For mycorrhizal fungi to thrive and deliver their benefits, they require a vibrant soil ecosystem rich in soil biology and organic matter. These fungi are not solitary players; they depend on a diverse community of microbes, such as bacteria and actinomycetes, which interact with them to enhance soil health and nutrient cycling.

• Role of soil biology: A robust soil microbiome supports mycorrhizal fungi by breaking down organic matter, releasing nutrients, and creating a favourable environment for fungal growth. For example, certain bacteria produce compounds that stimulate hyphal growth, amplifying the fungi’s ability to colonise plant roots (Lehmann & Rillig, 2015).

• Importance of organic matter: Organic matter, such as decomposed plant residues, compost, or manure, serves as a food source for soil microbes and fungi. It also improves soil structure, water retention, and aeration, creating ideal conditions for mycorrhizal hyphae to spread and function effectively.

• Agricultural practices to support fungi: Farmers can foster mycorrhizal fungi by adopting practices that build soil health:

  • Adding organic amendments: Incorporating compost or manure increases organic matter, feeding microbial communities and fungi.

  • Reduced tillage: Reducing soil disturbance preserves fungal hyphae and their networks, which can be disrupted by frequent ploughing.

  • Cover cropping and crop rotation: Diverse plant species support varied microbial communities, encouraging mycorrhizal diversity and resilience.

By prioritising soil biology and organic matter, farmers can create an environment where mycorrhizal fungi flourish, enhancing their ability to boost crop productivity and resilience.

Benefits for Crop Health and Sustainability

The advantages of mycorrhizal fungi extend beyond nutrient uptake, offering a range of benefits that enhance crop health and promote sustainable agriculture:

• Improved plant vigour: Healthier plants with better access to nutrients and water grow stronger, produce higher yields, and are more resistant to pests and diseases.

• Drought tolerance: The extensive hyphal network helps plants access water during dry periods, improving resilience in water-scarce regions.

• Soil structure enhancement: Hyphae produce a sticky protein called glomalin, which binds soil particles, improving soil structure, aeration, and water retention.

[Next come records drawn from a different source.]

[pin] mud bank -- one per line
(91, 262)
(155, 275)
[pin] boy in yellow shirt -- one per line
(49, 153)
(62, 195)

Supporting the colonisation and growth of Mycorrhizal fungi networks is both highly beneficial for the soil and ultimately farmers looking to improve their bottom line through improved yields and greater resistance to environmental stressors. By expanding root surface area, improving nutrient uptake through enzymatic solubilisation, and thriving in soils rich with biology and organic matter, these fungi empower farmers to grow stronger crops with fewer inputs. Practices like adding compost, reducing tillage, and using cover crops can amplify their impact, creating a virtuous cycle of soil health and productivity.

Farmers can incorporate mycorrhizal fungi by using commercial inoculants and adopting soil health practices to support fungal populations.

References

• Bolan, N. S. (1991). A critical review on the role of mycorrhizal fungi in the uptake of phosphorus by plants. Plant and Soil, 134(2), 189–207.

• Lehmann, J., & Rillig, M. C. (2015). Distinguishing mechanisms of soil organic carbon stabilization and implications for management. Global Change Biology, 21(5), 1693–1706.

• Smith, S. E., & Read, D. J. (2008). Mycorrhizal Symbiosis (3rd ed.). Academic Press.